Of all the plants that bloom in June, the rose is perhaps the most evocative. The scented blossoms filling borders and cascading off walls typify the English garden in high summer.
Deadheading is vital to make the best of your rose display. Rose petals tend to hang on after they have finished, and can detract from blossom yet to come. Individual flowers within clusters are easily snipped at the base of their stalk, while whole clusters should be removed just above the first full leaf on the stem.
As with any rose prunings, it is best practice to burn any removed material to limit the spread of disease. If working on multiple roses, give tools a quick clean and spray of disinfectant to limit the spread of any pathogens.
Rose hips are a bonus to some roses, but not all roses produce hips. It is worth researching whether any of your roses do, and if so, you may wish to leave the spent flowers for the hips to develop.
In the case of recurrent roses (those that bloom throughout the year, not just once), it is worth deadheading the first flush of flowers to encourage stronger later flushes, which can then be left to develop hips.
Pests and disease will start to become more apparent on roses from June onward after the plants have exhausted themselves with so much flowering. Aphids like the soft, new growth and flower buds of roses. In many cases, a few minutes of squishing will see off most of them, but if this is too time-consuming a spray with a soap-based insecticide will help.
Black spot, an airborne fungal disease, is inevitable and it is a thankless task to try to stop it altogether. The best way to deal with it is to grow healthy roses. Keep them well-fed, well-watered and practice good hygiene with tools and plant material. Weed out varieties that seem particularly prone to the disease: there are always more roses to try. Sulphur granules and sprays are said to help, and we will experiment with them in the garden at Parham to see if it helps here.
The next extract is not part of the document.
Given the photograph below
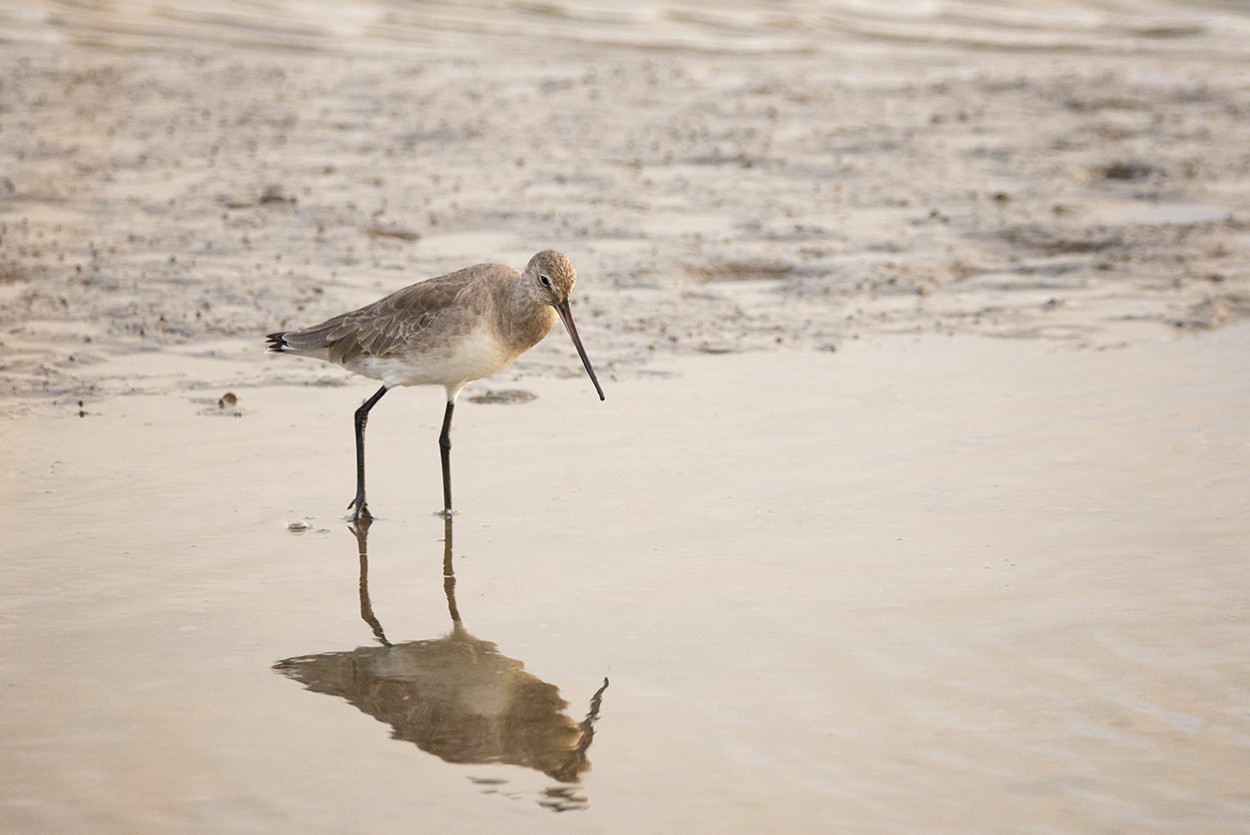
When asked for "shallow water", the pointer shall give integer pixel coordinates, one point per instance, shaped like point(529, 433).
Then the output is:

We want to add to the rose collection at Parham and will choose species and cultivars that are suited to the dry, sandy soil here. While many roses prefer rich, clay soils, some are more suited to free draining, light soils. Rosa pimpinellifolia, the burnet rose, is one such rose.
Found in the wild on dunes, beaches and limestone pavements, it is well suited to our soil.
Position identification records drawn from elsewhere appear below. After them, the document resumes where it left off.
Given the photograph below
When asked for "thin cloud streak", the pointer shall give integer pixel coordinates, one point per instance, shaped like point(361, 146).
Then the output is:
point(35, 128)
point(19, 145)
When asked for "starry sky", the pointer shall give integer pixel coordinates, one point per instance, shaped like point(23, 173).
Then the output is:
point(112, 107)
The species itself has small, white flowers in May followed by dark, almost black hips. Cultivars of R. pimpinellifolia introduce fuller flowers in pink and yellow tones, and in the case of Rosa ‘Stanwell Perpetual’, repeat flowering. It grows to around 4ft, flower early, has a good scent and are worthy of a place in any garden.
The Alba roses also do well on dry, poor soils. This is a beautiful tribe of old roses with grey foliage, fantastic scent and flowers of white, cream or soft pink. Sizes vary from the great, arching heights of the double white Rosa ‘Alba Maxima’ which easily attains 6ft-7ft, to the more compact Rosa ‘Félicité Parmentier’ at 4ft, with full blooms of delicate pink.
Rosa virginiana performs admirably on almost any soil. The flowers, which look somewhat like a darker version of our native dog rose (Rosa canina), are not the reason to grow this rose.
Instead, it is the autumn display of plump, carmine hips with burnished copper and red foliage that makes this rose garden-worthy.
It forms a dense suckering mass, grows to around 4-5ft and is generally trouble-free, but is perhaps more suited to the wilder areas of a garden.
Enjoy your roses this month and look after them. Proper care will ensure they flourish year after year.